Unfortunately the Strata tower isn't the only example of wind turbines that appear to be more gimmick than green. The two five metre high, 3.2 kilowatt vertical axis wind turbines installed inside the Eiffel Tower in 2015 have also been met with accusation of greenwashing. According to  the company that designed and installed the turbines, Urban Green Technology, they are expected to produce around 10,000 kilowatt hours of electricity per year, but this is less than 1% of the 6.7 gigawatt hours the tower is estimated to consume annually. In a press release, Jan Gromadzki, an engineer who oversaw the project, even said: “This installation is definitely more symbolic.”

Small wind turbines are generally defined as those with capacities below 100kW. Runacres says that they have a bad reputation because many small wind turbines on the market, “are no good at all and are installed in places where there is not enough wind”. However, this doesn't mean that small urban wind energy is not viable.

In Brussels, for example, Runacres and his colleagues have found locations with very good wind conditions.
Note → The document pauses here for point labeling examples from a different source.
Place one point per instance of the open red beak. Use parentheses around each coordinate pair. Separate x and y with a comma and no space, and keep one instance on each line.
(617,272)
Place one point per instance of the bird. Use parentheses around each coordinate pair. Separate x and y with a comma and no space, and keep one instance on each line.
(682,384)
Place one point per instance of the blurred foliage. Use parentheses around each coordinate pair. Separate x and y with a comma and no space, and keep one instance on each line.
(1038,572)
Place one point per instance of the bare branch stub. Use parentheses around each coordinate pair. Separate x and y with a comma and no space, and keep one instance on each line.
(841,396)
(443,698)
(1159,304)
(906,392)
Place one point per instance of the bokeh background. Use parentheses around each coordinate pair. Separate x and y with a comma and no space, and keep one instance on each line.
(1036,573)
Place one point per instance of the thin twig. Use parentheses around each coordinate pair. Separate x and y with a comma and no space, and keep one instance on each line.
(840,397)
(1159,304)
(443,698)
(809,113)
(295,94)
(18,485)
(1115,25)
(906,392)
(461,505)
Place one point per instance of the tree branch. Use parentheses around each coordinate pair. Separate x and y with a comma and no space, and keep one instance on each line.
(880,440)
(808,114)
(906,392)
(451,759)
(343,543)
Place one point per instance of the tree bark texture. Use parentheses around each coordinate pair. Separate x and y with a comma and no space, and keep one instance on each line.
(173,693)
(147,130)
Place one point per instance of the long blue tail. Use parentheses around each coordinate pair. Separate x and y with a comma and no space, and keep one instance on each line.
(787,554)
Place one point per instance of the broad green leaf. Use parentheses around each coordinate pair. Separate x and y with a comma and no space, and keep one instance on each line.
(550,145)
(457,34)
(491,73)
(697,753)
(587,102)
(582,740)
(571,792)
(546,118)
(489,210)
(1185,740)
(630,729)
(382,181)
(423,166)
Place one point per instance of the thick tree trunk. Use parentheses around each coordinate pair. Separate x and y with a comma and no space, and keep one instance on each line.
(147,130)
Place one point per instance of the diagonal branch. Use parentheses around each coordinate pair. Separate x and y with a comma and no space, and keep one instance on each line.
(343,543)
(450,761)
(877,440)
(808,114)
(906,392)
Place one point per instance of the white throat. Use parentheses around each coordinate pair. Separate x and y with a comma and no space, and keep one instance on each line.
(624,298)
These are on the tops of very tall buildings and along the city's canals, which are orientated in the right direction to pick up the dominant wind from the south-west. To highlight suitable sites for urban wind turbines local wind measurements are combined with computer modelling to analyse wind patterns around buildings and the local terrain. These surveys are known as wind resource assessments.

“One of the biggest challenges is where to install the wind turbine, just in terms of productivity,” confirms Leo Subías, at the Research Centre for Energy Resources and Consumption (CIRCE) in Spain. “Wind in urban environments is turbulent with big differences between two – or more –  locations relatively close to each other.”

“The air flow impacting a small wind turbine installed in an urban area is much more influenced by the building's shape, distance to the roof and walls, size of the parapets, than by the general terrain,” adds Julien Berthaut-Gerentes, at renewable energy company Meteodyn, in France. “Thus, software able to model such local details is crucial.”

Berthaut-Gerentes and Subías are developing new methodologies and software for wind resource assessments in urban locations, as part of the European SWIP project. For more than a year wind resource assessments have been carried out in Choczewo village in northern Poland, to test these new techniques.

As well as local measurements, wind resource assessments can use data from meteorological stations, which are then transferred to the turbine location. Berthaut-Gerentes says that it is also important to consider the thermal stability of the “atmospheric boundary layer”, the lowest part of the atmosphere that is in direct interaction with the Earth's surface. “These thermal effects can make a stratified atmosphere which will modify drastically the wind flow,” he explains.

The SWIP project, explains Berthaut-Gerentes, will look at the impact of thermal effects in the atmospheric boundary layer on air and wind flow, and will propose a way to incorporate this information into wind resource assessments that use data from meteorological stations.

“Installing wind turbines in urban environment appears to be challenging: each situation has to be analysed individually and has lots of potential reasons for failure,” says Berthaut-Gerentes. “Nevertheless, a situation with no solution at all is quite rare. Most urban environments can have their own wind energy solution.”